Also a baseline explanation would not work seem to work, because in case of a the pull-up example how does it know what the high/low value is when you have pushed in the button before connecting the power supply. Even a threshold explanation doesn't seem to explain it entirely, the voltage on the circuit as a whole seems to me to be above 2.5 V in both pushed and non-pushed state, when a 5V Vcc and 10kOhm resistor is used or is there an error in my thinking about this?

Explanations of electrodes that only travel through the pathway of least resistance also does seem to be right. Even if this was true this doesn’t explain the behaviour in the pull-down circuit, because there would never be any input when you would connect a 10 kOhm resistor to the ground (before the push button). Since this is lower than the impedance of the input pin (100k-1MΩ). Components divide the current according to their reciprocal resistances (I1 / I2 = R2 / R1). You can even see it when you connect a LED to the ground site of the circuit, which is on when you push the button and the input reads HIGH. Does in the pull-up case I1 / I2 = R2 / R1 explain the behavior, because there is no resistor in parallel to the resistor of the GPIO and because the connection where no resistor is present the resistance is neglectable (at least over a short distance), all current flow goes to the ground directly?

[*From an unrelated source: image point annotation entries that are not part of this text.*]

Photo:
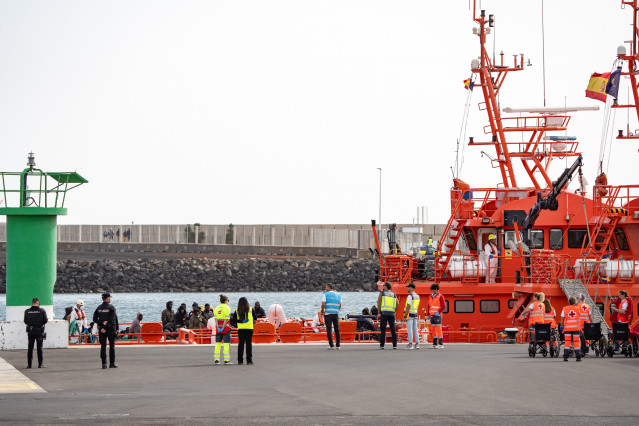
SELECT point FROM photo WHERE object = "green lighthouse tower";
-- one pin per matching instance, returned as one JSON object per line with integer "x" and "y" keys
{"x": 32, "y": 201}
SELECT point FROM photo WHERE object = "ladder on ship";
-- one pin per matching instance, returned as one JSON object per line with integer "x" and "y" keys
{"x": 604, "y": 228}
{"x": 520, "y": 305}
{"x": 573, "y": 288}
{"x": 447, "y": 244}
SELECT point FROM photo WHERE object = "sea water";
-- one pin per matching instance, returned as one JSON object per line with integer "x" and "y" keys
{"x": 295, "y": 304}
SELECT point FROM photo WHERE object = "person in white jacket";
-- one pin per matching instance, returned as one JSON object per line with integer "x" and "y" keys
{"x": 491, "y": 252}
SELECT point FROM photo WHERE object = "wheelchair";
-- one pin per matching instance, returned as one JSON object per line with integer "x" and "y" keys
{"x": 593, "y": 340}
{"x": 620, "y": 336}
{"x": 537, "y": 345}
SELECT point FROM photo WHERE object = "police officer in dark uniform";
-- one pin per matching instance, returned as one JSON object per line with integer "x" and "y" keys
{"x": 35, "y": 318}
{"x": 107, "y": 321}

It seem to me it got something to do with the fact that the connection that has no resistor between the input pin (and the ground or power supply pin) determines the state when both have a closed circuit with it. But what is the mechanism. Does the GPIO unit (in input state) contain a sort of capacitor that “transmits” the charge to the power supply when it is directly connected to it (larger pull with larger voltage), and contains the charge longer (or replaced charge quicker) when it is directly connected to ground, and so influences the internal circuit? Or does it have something to do with the potential difference between the sides of a resistor, and if so how does the input pin read this?

I understand the fact that in you use a ground connection to the input pin (in a pull-down circuit) because otherwise the input pin would be influenced by noise (static) and a resistor because otherwise there would be a direct connection between the Vcc and ground, and this would result in a short circuit. So this part can be skipped in the answer. Of course you can add this in your answer for other users looking for an answer regarding this.

I hope that somebody can give me an (in-depth) explanation of how these circuits work.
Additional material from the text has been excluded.